I would like to thank Titan for a copy of this novel in exchange for a fair and honest review

Publisher – Titan

Published – Out Now

Price – £17.99 hardback £4.68 Kindle eBook

Fourteen-year-old Olivia Prior is missing three things: a mother, a father, and a voice. Her mother vanished all at once, and her father by degrees, and her voice was a thing she never had to start with. She grew up at Merilance School for Girls. Now, nearing the end of her time there, Olivia receives a letter from an uncle she's never met, her father's older brother, summoning her to his estate, a place called Gallant. But when she arrives, she discovers that the letter she received was several years old.
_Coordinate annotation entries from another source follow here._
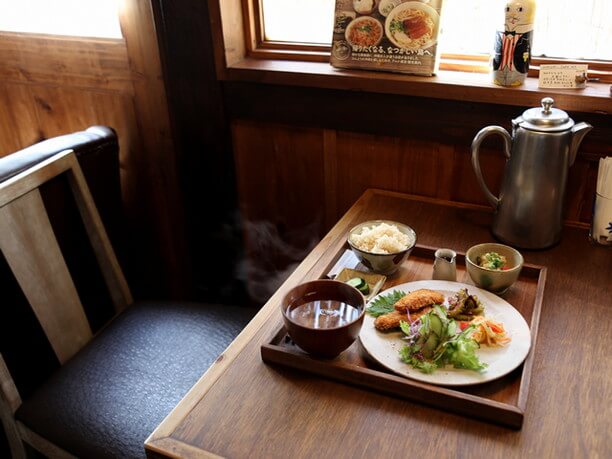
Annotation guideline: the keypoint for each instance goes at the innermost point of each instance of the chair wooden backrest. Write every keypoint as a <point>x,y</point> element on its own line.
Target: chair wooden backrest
<point>29,245</point>
<point>31,249</point>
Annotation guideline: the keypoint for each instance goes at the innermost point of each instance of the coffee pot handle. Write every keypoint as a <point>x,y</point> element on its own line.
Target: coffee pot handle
<point>489,130</point>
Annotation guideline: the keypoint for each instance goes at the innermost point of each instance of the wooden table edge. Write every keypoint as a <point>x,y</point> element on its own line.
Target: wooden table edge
<point>170,447</point>
<point>162,434</point>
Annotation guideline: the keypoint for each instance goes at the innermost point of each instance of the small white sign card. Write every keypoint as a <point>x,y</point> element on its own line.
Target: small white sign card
<point>563,76</point>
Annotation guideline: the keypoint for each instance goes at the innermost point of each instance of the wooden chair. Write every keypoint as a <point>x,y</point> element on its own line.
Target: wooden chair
<point>114,387</point>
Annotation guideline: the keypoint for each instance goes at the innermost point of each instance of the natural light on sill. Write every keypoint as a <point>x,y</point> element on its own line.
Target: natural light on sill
<point>564,28</point>
<point>85,18</point>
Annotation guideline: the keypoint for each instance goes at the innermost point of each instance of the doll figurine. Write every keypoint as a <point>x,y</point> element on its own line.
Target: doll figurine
<point>513,45</point>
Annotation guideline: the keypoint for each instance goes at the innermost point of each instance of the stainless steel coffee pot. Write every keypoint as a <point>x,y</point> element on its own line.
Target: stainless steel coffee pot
<point>542,148</point>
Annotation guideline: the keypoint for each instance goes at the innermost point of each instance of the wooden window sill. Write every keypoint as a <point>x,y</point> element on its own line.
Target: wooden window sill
<point>450,85</point>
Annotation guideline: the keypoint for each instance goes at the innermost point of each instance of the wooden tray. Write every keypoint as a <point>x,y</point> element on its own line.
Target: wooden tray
<point>501,401</point>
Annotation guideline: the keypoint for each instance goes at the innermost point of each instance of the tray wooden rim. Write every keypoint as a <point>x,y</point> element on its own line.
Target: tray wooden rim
<point>448,398</point>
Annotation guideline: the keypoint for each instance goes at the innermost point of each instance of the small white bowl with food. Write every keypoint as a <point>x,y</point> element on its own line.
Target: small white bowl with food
<point>493,267</point>
<point>412,25</point>
<point>382,245</point>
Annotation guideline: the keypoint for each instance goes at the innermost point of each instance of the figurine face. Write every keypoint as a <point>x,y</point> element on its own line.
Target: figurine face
<point>520,15</point>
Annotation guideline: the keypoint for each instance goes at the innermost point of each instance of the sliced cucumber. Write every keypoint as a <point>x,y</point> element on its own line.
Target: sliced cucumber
<point>435,324</point>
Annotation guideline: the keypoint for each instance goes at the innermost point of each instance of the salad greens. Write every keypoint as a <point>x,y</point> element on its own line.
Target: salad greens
<point>384,303</point>
<point>436,340</point>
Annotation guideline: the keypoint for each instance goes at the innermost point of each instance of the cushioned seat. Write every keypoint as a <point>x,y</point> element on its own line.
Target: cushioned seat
<point>107,399</point>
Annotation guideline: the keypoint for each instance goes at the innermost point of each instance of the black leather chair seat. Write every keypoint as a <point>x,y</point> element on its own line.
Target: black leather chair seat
<point>107,399</point>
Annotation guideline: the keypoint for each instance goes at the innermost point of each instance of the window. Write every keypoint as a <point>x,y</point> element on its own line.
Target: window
<point>564,28</point>
<point>86,18</point>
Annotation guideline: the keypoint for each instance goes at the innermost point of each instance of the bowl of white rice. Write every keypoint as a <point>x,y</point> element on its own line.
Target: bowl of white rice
<point>382,245</point>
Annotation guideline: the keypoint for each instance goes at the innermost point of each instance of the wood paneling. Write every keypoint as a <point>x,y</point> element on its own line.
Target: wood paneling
<point>100,64</point>
<point>223,413</point>
<point>297,181</point>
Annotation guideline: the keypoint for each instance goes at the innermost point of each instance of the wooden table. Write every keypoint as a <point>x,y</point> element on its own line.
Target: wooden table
<point>243,407</point>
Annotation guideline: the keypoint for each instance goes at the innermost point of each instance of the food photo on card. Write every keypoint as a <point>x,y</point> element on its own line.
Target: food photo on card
<point>387,35</point>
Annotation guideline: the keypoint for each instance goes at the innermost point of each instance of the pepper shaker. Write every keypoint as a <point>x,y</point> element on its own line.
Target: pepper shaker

Her uncle is dead. The estate is empty, save for the servants. Olivia is permitted to remain, but must follow two rules: don't go out after dusk, and always stay on the right side of a wall that runs along the estate’s western edge. Beyond it is another realm, ancient and magical, which calls to Olivia through her blood…

A lot of fantasy is about the boundaries between worlds. The ‘real’ and the supernatural; the living and the dead or magic versus science. This is something humans have done for millennia – be it in the form of religion, folklore, or stories. Our desire to explain our world, to answer the unknowable about what happens when we die or just to imagine there is more to life than what we see every day. In V E Schwab’s novel Gallant we get a tale of two worlds but not one I felt ever really pushed the boundaries of those questions despite an intriguing lead character.

Olivia Prior is sixteen and has stayed most of her life alone at Merilance School for Girls dreaming of escape. As a woman who is mute; and she has been a target of bullying and ignorance from both pupils and teachers often requiring her to fight back. She knows little of where she came from bar her mother’s strange journal which she reads constantly. Just as Olivia plans to prepare for finding a role in the outer world she is requested by her Uncle in writing to come to Gallant the family home of her mother. But there she finds her Uncle has been dead already for two years and that Matthew the sole remaining owner of the home clearly doesn’t want her here and Olivia notes there is a wall with a door that is fiercely locked. Olivia sees ghosts and starts to realise the secret of her family is going to have to be finally revealed to her.

This was an unusual reading experience for me. I really enjoy Schwab’s work but didn’t quite click with this in my usual fashion despite it sharing many of the characteristics of Schwab’s work that pulls me in. There are also some really interesting ideas being attempted. Olivia is a mute character so we have a book with a challenge of a character who does not have conversations as we are used to reading and so writing and sign language are the best forms of communication. Schwab does a great job of showing intolerance by particularly those at school never bothering to learn sign language and instead force Olivia to talk only through writing. When she finally meets characters who can understand her conversations move quicker and have far more emotional depth to them than hastily written messages. A really interesting approach to a character and one that reminds many readers of their own attitudes and privileges.

The school scenes help a lot at the start of the novel to make us understand the spiky Olivia and her unhappiness and desire to know who she is. This also puts the first glimpse of the supernatural themes in the story as we see Olivia uniquely sees ghosts often quite disfigured ghosts and that is very normal. When we reach Gallant though while there are lots of interesting moments and ideas none of them though I felt really glued the story together. We see Gallant is on a boundary with a world of the dead and there is a dark reflection of Gallant owned by a sinister powerful force who wants our world, but this is where I felt the story felt like it went a little off course for me. There are some lovely scenes created – a dance of corpses; a world of little colour and the other world has a sense of unnerving dark magic btu it really didn’t at novel length fill in this world. The magical force of death is in our world so why does it need containing? What really happened to Olivia’s parents and how did she survive. At novella length this story could have been tighter, and I’d not have so many questions but at circa 300 pages I felt it had quite a few gaps that despite enjoying it I felt I needed more answers about what happened next.

Gallant is an enjoyable ride into a magical folklore and fans of Schwab’s work will recognise the recurring themes of boundaries being crossed, atmospheric dark magic and leading characters who are not the standard template of a heroine but for me this tale didn’t quite feel complete enough to work properly. Fun but may not linger long in the memory.